Asking for police participation in the matter was out of the question. Chief Superintendent Whiting and his relationship with Gordon-whatever it was-put paid to that, and even if that were not the situation, the police weren’t about to deploy their resources upon the protection of a single individual based on the strength of her bruises. Truth was that cops wanted a lot more than a few bruises before they did anything. They generally wanted a court order, an injunction filed, charges made, and the like, and Meredith had a very good feeling that Gina Dickens was too frightened to apply herself to any of this anyway.
She could be urged to remain at Meredith’s house, but that could hardly go on indefinitely. While it was true that no one was more accommodating than Meredith’s own parents, it was also true that they were already sheltering Meredith and her daughter and anyway, since Meredith had impulsively come up with the gas leak tale to explain Gina’s presence, her mum and dad would assume the gas leak would be fixed within twenty-four hours.
That being the case, Gina would be expected to return to her bed-sit above the Mad Hatter Tea Rooms. This, of course, was the worst place for her because Gordon Jossie knew where to find her. So an alternative needed to be developed, and by morning Meredith had an idea what that alternative might be.
“Rob Hastings will protect you,” she told Gina over breakfast. “Once we tell him what Gordon did to you, he’ll certainly help. Rob’s never liked him. He’s got rooms in his house that no one’s using and he’ll offer one without our even asking.”
Gina hadn’t eaten much, merely picking at a bowl of grapefruit segments and taking one bite of a piece of dry toast. She was silent for a moment before she said, “You must have been a very good friend to Jemima, Meredith.”
That was hardly the case since she hadn’t been able to talk Jemima out of taking up with Gordon and look what had happened. Meredith was about to say this, but Gina went on.
She said, “I need to go back.”
“To your bed-sit? Bad idea. You can’t put yourself where he knows where to find you. He’ll never think you might be at Rob’s. It’s the safest place.”
But, surprisingly, Gina had said, “Not the bed-sit. I must go back to Gordon’s. I’ve had the night to sleep on it, and I’ve thought about what happened. I can see how I was the one to provoke-”
“No, no, no!” Meredith cried. For this was how abused women always acted. Given time to “think,” what they generally ended up thinking was that they were at fault, somehow provoking their men to do what they’d done to hurt them. They ended up telling themselves that if they’d only kept their mouths shut or acted compliant or said something different, fists would never have been swung in their direction.

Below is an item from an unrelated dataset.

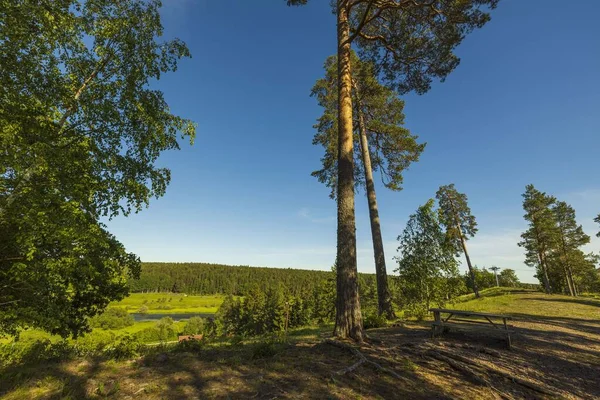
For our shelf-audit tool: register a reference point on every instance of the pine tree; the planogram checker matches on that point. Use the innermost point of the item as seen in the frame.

Meredith had tried her best to explain this to Gina, but Gina had been obdurate. She’d said to Meredith in reply, “I know all that, Meredith. I’ve got my degree in sociology. But this is different.”
“That’s also what they always say!” Meredith had cut in.
“I know. Trust me. I do know. But you can’t think I’d let him hurt me again. And the truth is…” She looked away from Meredith, as if gathering the courage to admit the worst. “I do honestly love him.”
Meredith was aghast. Her face must have shown it because Gina went on to say, “I just can’t think, at the end of the day, that he hurt Jemima. He’s not that kind of man.”
“He went to London! He lied about going! He lied to you, to Scotland Yard as well. Why would he lie if he didn’t have a reason to be lying? And he lied to you from the very first about going there. He said it was Holland. He said it was to buy reeds. You told me that and you must see what it means.”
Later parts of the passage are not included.